Response Screening automates the process of conducting tests across a large number of responses. It tests each response that you specify against each factor that you specify. Response Screening addresses two main issues connected to large-scale data. These are the need to conduct many tests and the requirement to deal effectively with outliers and missing values.
Response Screening is available as a platform and as a Fit Model personality. In both cases, it performs tests analogous to those found in the Fit Y by X platform, as shown in Table 24.1. As a personality, it performs tests of the responses against the individual model effects.
To facilitate and support the multiple inferences that are required, Response Screening provides these features:
Data Tables
Results are available in data tables, as well as in a report, to enable you to explore, sort, search, and plot your results. Statistics that facilitate plot interpretation are provided, such as the logworth of p-values (-log10(p-value)).
False Discovery Rates
Because you are conducting a large number of tests, you need to control the overall rate of declaring tests significant. Response screening controls the false discovery rate. The False Discovery Rate (FDR) is the expected proportion of significant tests that are incorrectly declared significant (Benjamini and Hochberg 1995; Westfall et al. 2011).
Tests of Practical Significance
When your data table consists of a large number of rows (large n), the standard error used in testing can be very small. As a result, tests might be statistically significant, when in fact, the observed difference is too small to be of practical consequence. To address this issue, you can define an effect size that you consider to be of practical significance. You then conduct tests of practical significance, thereby only detecting effects large enough to be of pragmatic interest.
Equivalence Tests
When you are studying many factors, you are often interested in those that have essentially equivalent effects on the response. In this case, you can specify an effect size that defines practical equivalence and then conduct equivalence tests.
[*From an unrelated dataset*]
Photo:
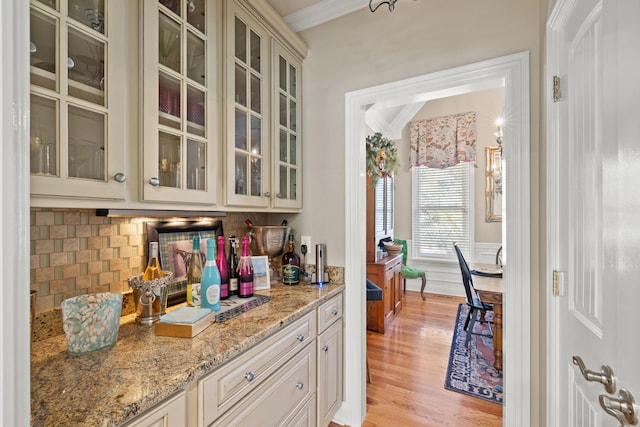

To address issues that arise when dealing with messy data, Response Screening provides features to deal with outliers and missing data. These features enable you to analyze your data directly, without expending effort to address data quality issues:
Robust Estimation
Outliers in your data increase estimates of standard error, causing tests to be insensitive to real effects. Select the Robust option to conduct Huber M-estimation. Outliers remain in the data, but the sensitivity of tests to these outliers is reduced.
Missing Value Options
The platform contains an option to treat missing values in categorical predictors in an informative fashion.
Response |
Factor |
Fit Y by X Analysis |
Description |
---|---|---|---|
Continuous |
Categorical |
Oneway |
Analysis of Variance |
Continuous |
Continuous |
Bivariate |
Simple Linear Regression |
Categorical |
Categorical |
Contingency |
Chi-Square |
Categorical |
Continuous |
Logistic |
Simple Logistic Regression |
The Response Screening platform generates a section of plots and a section of reports. The FDR PValue plot and the Result Table are shown by default. The Response Screening personality generates a report that contains an Effect Tests table, the FDR PValue Plot for Effects plot, and the FDR Logworth by Effect Size plot.
The JSL command Summarize Y by X performs the same function as the Response Screening platform but without creating a platform window. See Summarize YByX(X(<x columns>, Y (<y columns>), Group(<grouping columns>), Freq(<freq column>), Weight(<weight column>)) in the JSL Syntax Reference.